The Larkin Family

Larkin family crest

(Crest No. 128. Plate 38.)

THE Larkin family is descended from Milesius, King of Spain, through the line of his son Heremon. The founder of the family was Fiacha Baiceada, son of Cathire More, or Cathire the Great, King of Ireland, A. D. 144. The ancient name was Loiorchan, which signifies “Inquirer.”

The possessions of the sept were located in the present Counties of Wexford and Galway. In the former county the O’Larkins were Chiefs of Fothart, the territory of Fotharta, now the barony of Forth; the O’Larkins had their fortress at Carn, now the headland called Carnsore Point. They were chiefs in Hy Maine in the County of Galway, as also in that part of Orgiall afterward forming the County of Armagh. They were a clan of note, especially from the tenth to the sixteenth century.

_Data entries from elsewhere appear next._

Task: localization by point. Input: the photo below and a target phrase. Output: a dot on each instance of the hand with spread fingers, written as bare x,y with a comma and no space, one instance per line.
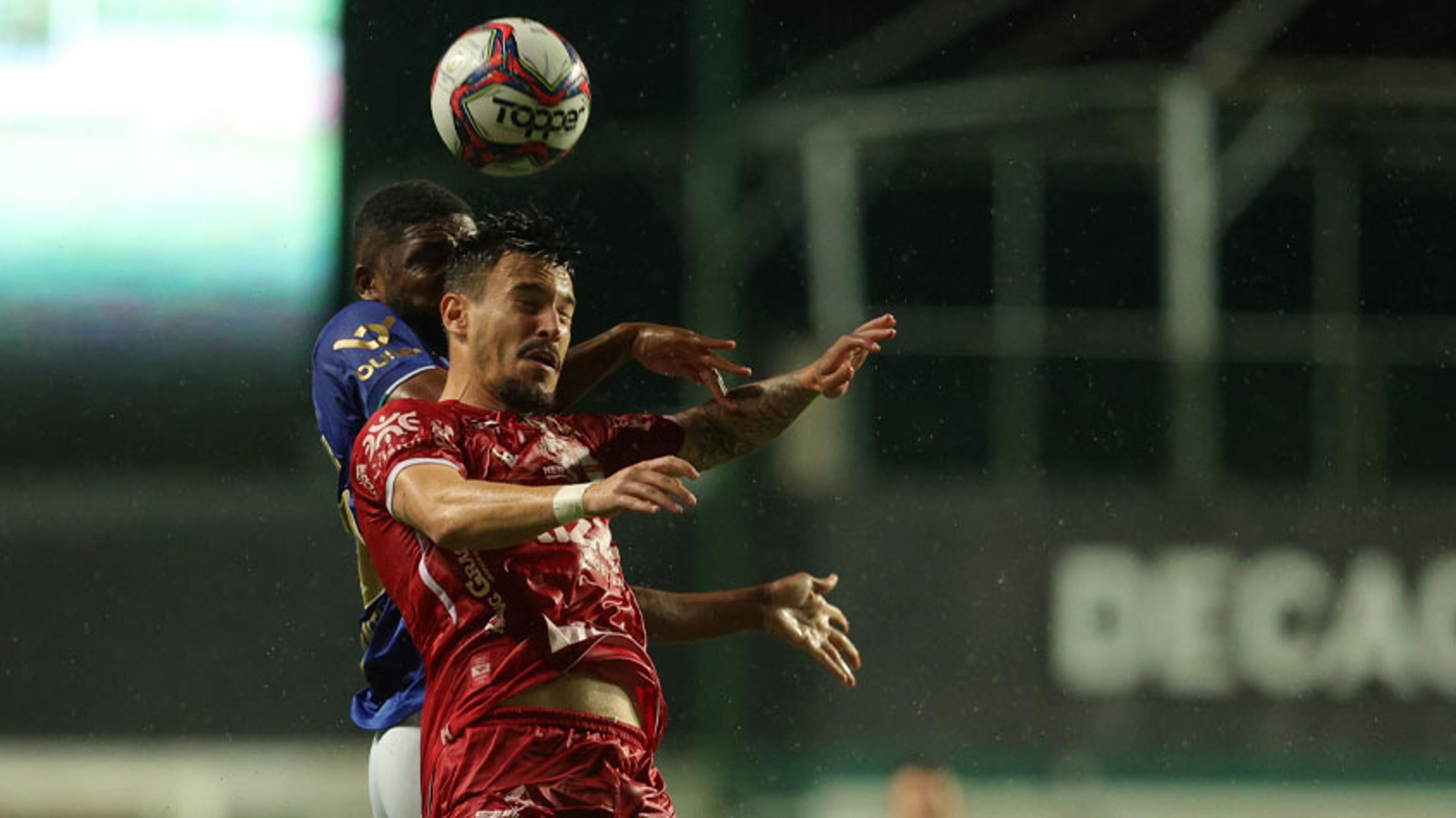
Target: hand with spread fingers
685,354
836,367
797,612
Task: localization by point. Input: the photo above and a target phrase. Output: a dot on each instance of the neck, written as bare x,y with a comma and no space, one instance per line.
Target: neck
469,391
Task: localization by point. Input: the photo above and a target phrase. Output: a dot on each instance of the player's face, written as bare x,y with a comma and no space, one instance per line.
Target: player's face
522,329
408,276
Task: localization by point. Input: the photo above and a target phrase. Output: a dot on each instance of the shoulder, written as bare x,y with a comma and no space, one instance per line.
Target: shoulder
353,322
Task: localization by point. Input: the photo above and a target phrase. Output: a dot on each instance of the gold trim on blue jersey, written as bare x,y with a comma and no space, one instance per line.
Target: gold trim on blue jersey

Of this family was Larkin, one of the three young men hanged in Manchester, England, in 1867, and known as “The Manchester Martyrs.” He was one of a party of Fenians who attempted the rescue of Colonel Kelly and Capt. Deasy from a prison van guarded by the police. In the rescue one of the policemen inside the van was accidentally killed. Larkin and four others were tried, convicted on confessedly perjured evidence, and sentenced to death. Larkin, Allen, and O’Brien were hanged; Maguire, who was convicted on the same evidence, was pardoned, and Condon, an American citizen, had his sentence commuted and was subsequently released. Larkin, Allen, and O’Brien were executed in order to terrorize others, and to glut the savage desire of the English masses for blood. They died in a manly manner, uttering with their last breath the words: “God Save Ireland.” The anniversary of their death has since been commemorated in Ireland and elsewhere every year.

This name is still very common in the neighborhood of Loughrea, in the County of Galway.

A noble-hearted and highly-esteemed representative of this family was the Rev. Father John Larkin, late pastor of the Church of the Holy Innocents, New York City.